Kravis doesn’t have to look any further than his own publicly listed fund to find supporting evidence. Kohlberg Kravis Roberts and Co. (KKR) raised $5 billion (Rs24,400 crore today) from the public market in mid-2006. The money was used to invest in KKR’s flagship funds and deals. But the Amsterdam-listed fund’s market value is now less than $500 million, and is 87% below the net asset value from its last audited quarterly statement in September.

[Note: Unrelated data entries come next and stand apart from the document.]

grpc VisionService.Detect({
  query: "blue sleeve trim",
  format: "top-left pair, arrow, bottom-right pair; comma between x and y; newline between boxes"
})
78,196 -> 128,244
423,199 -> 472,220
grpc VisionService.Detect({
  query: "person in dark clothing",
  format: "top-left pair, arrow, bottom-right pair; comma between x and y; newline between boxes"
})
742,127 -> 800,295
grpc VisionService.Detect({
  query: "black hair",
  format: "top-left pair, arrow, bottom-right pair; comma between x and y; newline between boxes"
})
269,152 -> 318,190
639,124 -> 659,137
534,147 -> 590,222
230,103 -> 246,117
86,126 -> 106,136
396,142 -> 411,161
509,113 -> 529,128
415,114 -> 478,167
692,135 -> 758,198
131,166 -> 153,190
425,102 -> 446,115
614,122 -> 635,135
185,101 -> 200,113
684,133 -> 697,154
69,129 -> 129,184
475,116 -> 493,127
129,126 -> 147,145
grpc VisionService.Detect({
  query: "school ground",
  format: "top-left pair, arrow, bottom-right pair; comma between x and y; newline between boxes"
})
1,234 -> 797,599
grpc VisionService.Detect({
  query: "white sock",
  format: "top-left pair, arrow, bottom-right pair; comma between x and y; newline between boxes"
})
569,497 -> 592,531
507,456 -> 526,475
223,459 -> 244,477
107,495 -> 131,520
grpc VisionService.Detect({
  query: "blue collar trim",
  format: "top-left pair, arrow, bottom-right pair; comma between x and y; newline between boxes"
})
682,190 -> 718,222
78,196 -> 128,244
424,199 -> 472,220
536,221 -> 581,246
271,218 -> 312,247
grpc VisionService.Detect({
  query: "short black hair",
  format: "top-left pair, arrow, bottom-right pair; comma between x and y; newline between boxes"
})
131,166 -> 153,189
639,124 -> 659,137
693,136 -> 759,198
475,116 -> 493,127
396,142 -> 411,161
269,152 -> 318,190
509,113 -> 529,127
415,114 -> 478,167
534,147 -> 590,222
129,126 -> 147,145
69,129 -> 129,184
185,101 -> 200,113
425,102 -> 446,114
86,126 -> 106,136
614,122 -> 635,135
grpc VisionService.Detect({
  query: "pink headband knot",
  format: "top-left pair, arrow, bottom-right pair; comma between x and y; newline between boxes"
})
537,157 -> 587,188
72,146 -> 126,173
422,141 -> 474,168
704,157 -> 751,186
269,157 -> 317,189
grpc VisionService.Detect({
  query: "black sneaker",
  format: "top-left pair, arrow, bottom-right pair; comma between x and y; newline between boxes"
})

The trouble is that most leveraged buyout (LBO) funds paid too much for companies during the boom and took on too much debt. Public market values have plunged, suggesting the equity slices buyout firms hold in portfolio companies are worth little. Many are worth even less than their debts. And things are about to get worse, with rising unemployment and slower economic growth likely for another few quarters.
Moreover, Kravis and others aren’t in a great position to capitalize on the global decline in asset prices as leverage for new deals is non-existent or too expensive. The number of buyouts has fallen 64% so far this year. Meanwhile, getting out of existing investments is equally fraught. Exit volumes are off 63% so far this year versus last.
That creates a further complication. PE investors such as university endowments and pension funds usually recycle the cash they get back from matured PE investments to continue funding new LBO deals. With the exits dried up—and cash a scarce commodity amid the decline in nearly all other asset classes—some are trying to back out of their so-called capital commitments.
Of course, just because PE feels lifeless doesn’t mean that buyout barons will give up and spend more time with their yachts. PE firms do have pools of long-term capital relative to, say, hedge funds or Wall Street investment banks. So the funds themselves won’t go away with a Lehman-like poof.
Some buyout firms may just wind down their operations over a number of years. In the meantime, some buyout pros will try to reinvent themselves as distressed debt investors. But the two investing skills aren’t perfectly interchangeable as TPG showed with its failed rescue of US thrift Washington Mutual last year. For Kravis, PE may not be dead, but he may be in the minority.